If you follow me on Twitter or we’re friends on Facebook, you probably know I just finished a show in the Minnesota Fringe Festival. The show was called “Happy Hour,” and it was a collection of dances inspired by different drinks.
I was thrilled with the show. I was thrilled with the pieces in it, I was thrilled with the overall arc of the show, and I was thrilled that it was received positively. I also found I didn’t quite know how to deal with how thrilled I was.
I like doing dance shows in the Fringe, partly because there is a different audience there than at regular dance shows.

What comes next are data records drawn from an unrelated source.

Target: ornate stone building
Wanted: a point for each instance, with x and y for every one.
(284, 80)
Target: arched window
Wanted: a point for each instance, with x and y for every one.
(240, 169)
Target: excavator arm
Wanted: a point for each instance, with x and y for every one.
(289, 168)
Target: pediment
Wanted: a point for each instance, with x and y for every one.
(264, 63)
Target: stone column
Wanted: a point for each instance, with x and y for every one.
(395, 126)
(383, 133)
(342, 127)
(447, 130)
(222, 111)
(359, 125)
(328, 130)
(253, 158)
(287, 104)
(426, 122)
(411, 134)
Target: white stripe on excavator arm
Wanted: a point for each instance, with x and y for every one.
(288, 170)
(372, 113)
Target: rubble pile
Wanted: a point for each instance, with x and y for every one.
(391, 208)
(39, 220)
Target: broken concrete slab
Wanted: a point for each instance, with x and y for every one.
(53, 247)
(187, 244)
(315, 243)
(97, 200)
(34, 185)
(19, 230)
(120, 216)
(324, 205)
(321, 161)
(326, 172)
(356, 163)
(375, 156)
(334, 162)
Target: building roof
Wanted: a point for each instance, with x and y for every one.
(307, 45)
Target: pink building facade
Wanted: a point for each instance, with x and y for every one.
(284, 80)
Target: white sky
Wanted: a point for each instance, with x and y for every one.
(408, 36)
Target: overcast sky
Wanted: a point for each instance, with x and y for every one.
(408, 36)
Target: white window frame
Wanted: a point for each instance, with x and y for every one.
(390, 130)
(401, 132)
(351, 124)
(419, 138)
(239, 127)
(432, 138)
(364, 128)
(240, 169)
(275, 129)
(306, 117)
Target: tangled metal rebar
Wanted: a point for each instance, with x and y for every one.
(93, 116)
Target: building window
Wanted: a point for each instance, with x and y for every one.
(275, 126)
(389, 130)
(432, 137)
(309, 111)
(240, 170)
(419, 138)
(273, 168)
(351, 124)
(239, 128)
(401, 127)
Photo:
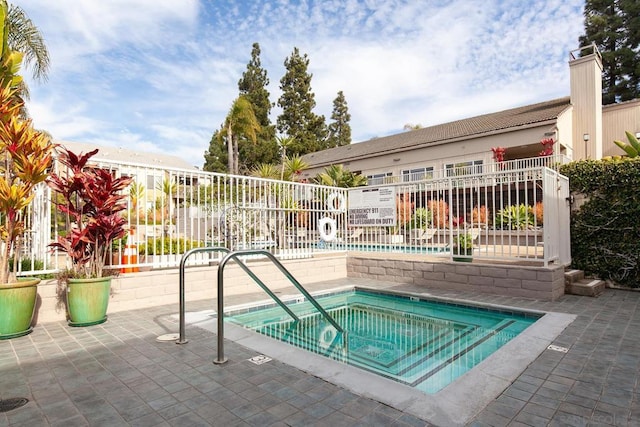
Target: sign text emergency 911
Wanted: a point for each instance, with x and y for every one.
(372, 207)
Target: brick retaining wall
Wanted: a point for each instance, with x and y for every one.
(543, 283)
(159, 287)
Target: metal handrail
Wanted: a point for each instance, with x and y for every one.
(183, 260)
(234, 255)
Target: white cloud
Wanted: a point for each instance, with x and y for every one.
(162, 74)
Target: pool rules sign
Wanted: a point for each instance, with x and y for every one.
(372, 207)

It’s an easier time to get non-typical-dance-audiences to see dance, and that’s something that excites me – trying to get people to see a show and in return, giving them a show that they enjoy, whatever that may mean.
It wasn’t that I had a hard time hearing compliments about the show. I was genuinely happy to hear that people liked the theme and found it an accessible way to approach dance. Since the majority of the show wasn’t choreographed by me, I felt like I was accepting compliments on behalf of the concept and curation as much as my performance or choreography. Plus my face was on the postcard, so I was easy to find. But I had a hard time knowing how to process the compliments, or more specifically and vaguely, how to deal with the little light they lit up inside me that also hurt a little.

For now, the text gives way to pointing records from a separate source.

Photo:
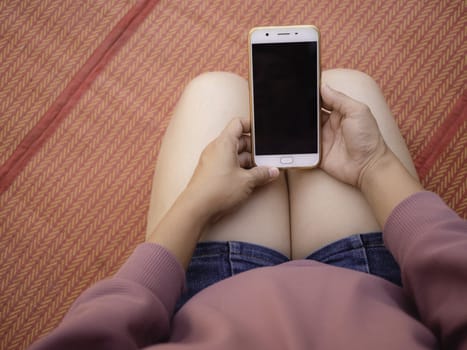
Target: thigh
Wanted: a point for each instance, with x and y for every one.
(322, 209)
(207, 104)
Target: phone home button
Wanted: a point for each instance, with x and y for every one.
(286, 160)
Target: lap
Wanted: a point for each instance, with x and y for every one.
(214, 261)
(322, 209)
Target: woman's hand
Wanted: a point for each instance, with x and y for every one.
(352, 142)
(224, 176)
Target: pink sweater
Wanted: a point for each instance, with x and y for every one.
(296, 305)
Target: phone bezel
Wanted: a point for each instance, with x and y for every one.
(299, 33)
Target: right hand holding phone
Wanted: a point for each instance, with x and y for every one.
(351, 140)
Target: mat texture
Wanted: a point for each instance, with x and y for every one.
(87, 89)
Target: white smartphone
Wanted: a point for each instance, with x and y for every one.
(284, 80)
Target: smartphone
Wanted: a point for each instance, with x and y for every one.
(284, 80)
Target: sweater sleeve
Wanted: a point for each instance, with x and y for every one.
(429, 241)
(128, 311)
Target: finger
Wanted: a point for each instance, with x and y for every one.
(244, 144)
(262, 175)
(245, 160)
(337, 101)
(324, 116)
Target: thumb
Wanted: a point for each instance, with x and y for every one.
(262, 175)
(337, 101)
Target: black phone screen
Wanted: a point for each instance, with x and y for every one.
(285, 97)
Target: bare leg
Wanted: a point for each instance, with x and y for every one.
(324, 210)
(208, 103)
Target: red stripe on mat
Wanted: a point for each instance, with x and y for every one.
(442, 136)
(50, 121)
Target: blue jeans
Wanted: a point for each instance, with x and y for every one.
(215, 261)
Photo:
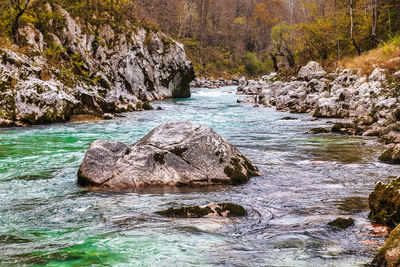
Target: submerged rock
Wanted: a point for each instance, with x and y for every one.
(342, 223)
(311, 70)
(389, 254)
(392, 155)
(175, 153)
(210, 210)
(384, 203)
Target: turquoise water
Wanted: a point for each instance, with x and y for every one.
(46, 219)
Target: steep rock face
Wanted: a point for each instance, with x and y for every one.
(371, 103)
(311, 70)
(175, 153)
(389, 254)
(116, 71)
(392, 155)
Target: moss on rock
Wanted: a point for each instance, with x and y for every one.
(213, 209)
(159, 157)
(240, 172)
(319, 130)
(384, 203)
(342, 223)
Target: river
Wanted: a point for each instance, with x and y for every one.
(46, 219)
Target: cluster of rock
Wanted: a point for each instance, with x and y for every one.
(384, 203)
(217, 83)
(370, 103)
(172, 154)
(119, 72)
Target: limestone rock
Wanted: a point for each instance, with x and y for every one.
(392, 155)
(311, 70)
(378, 75)
(389, 254)
(175, 153)
(210, 210)
(119, 70)
(342, 223)
(384, 203)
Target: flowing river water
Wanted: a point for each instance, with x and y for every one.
(308, 181)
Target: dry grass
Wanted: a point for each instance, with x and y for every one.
(386, 56)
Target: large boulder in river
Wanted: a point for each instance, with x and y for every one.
(392, 155)
(104, 70)
(175, 153)
(311, 70)
(384, 203)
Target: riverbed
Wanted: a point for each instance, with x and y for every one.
(307, 181)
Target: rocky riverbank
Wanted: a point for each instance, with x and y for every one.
(108, 71)
(212, 83)
(174, 153)
(370, 103)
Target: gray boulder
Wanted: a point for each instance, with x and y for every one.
(175, 153)
(311, 70)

Maybe it’s partly a combination of being on the outside looking at other people’s shows lately (since I’ve been doing a lot more producing than performing) and having a show that elicited a strong response in the moment.

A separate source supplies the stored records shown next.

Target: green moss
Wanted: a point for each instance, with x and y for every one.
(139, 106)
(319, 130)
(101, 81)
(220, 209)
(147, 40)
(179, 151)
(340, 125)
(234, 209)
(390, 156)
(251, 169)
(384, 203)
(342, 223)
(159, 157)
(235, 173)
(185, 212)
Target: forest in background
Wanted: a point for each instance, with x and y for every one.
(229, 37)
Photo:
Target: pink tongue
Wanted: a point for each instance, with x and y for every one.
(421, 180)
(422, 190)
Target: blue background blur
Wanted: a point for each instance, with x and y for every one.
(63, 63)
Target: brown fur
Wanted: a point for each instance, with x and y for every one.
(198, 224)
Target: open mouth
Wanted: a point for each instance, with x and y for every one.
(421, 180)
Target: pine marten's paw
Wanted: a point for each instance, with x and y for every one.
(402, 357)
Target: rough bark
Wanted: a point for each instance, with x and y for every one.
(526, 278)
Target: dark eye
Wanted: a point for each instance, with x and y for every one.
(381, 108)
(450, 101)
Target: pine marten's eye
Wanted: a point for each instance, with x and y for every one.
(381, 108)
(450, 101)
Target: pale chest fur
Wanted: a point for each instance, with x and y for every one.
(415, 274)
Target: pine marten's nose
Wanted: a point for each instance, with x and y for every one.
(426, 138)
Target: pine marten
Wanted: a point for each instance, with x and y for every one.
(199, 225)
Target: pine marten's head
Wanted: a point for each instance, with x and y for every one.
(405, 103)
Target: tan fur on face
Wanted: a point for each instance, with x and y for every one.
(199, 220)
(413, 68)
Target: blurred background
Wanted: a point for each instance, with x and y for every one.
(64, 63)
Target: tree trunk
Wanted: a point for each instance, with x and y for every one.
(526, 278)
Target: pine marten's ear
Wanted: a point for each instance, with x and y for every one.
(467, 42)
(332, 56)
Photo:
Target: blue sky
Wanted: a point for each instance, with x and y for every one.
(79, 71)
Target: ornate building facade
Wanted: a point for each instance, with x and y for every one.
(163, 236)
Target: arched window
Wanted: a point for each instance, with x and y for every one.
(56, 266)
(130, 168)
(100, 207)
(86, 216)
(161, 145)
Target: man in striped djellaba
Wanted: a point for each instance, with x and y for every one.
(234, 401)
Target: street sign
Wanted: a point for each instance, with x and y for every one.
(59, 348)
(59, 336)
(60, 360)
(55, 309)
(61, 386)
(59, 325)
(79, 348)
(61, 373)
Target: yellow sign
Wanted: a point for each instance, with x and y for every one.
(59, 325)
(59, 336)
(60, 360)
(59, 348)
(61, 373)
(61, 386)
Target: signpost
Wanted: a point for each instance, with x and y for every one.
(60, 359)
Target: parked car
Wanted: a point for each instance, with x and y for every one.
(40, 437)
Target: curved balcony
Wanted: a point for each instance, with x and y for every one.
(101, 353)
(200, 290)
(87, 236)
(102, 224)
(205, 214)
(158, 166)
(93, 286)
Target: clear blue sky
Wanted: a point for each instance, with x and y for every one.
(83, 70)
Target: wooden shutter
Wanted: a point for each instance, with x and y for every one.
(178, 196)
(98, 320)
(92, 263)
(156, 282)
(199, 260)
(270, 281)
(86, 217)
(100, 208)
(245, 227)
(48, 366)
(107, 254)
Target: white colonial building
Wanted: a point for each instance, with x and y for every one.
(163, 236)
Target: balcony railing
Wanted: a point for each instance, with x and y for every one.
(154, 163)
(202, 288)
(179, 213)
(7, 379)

My husband and I were chatting after the Fringe, and he commented that we were both so proud of our Fringe shows this year, we wanted as many people as possible to see them. I think that’s part of it, but more than that, I was delighted that something I liked so much brought enjoyment to other people. I’ve produced a few other shows in the Fringe, and some people have liked them and some people haven’t. I’ve performed in shows that people loved and that people were uncertain about. This wasn’t a runaway hit, there were certainly people who said it wasn’t for them, but the general feeling from the audience at the end of the show was that they were happy. And it feels good to make other people happy.
I guess I feel like a little kid who made up a game, and to my surprise and delight, other people were happy to play the game with me. Or to put it in the theme of the show, I felt like I had a little glass of champagne inside of me. Every time someone told me they liked the show or a specific piece, the champagne bubbles effervesced a little. It’s a nifty feeling to have champagne inside of you. Like champagne, it’s fleeting, and I am humbly thankful for experiencing the happy bubbles.
p.s. If you read my mumble post, I did include the mumble verse in the show:
Listen if you mumble I’m not gonna hear
Mumble-yell or mumble-cheer into your beer
Whatever you want, I’m not here to sneer
Just leave a gal and her whiskey alone.
(Yes, no surprise, whiskey was my drink. And I learned to play the ukulele for the show, because in some weird corner of my mind, whiskey and ukuleles are a natural pairing.)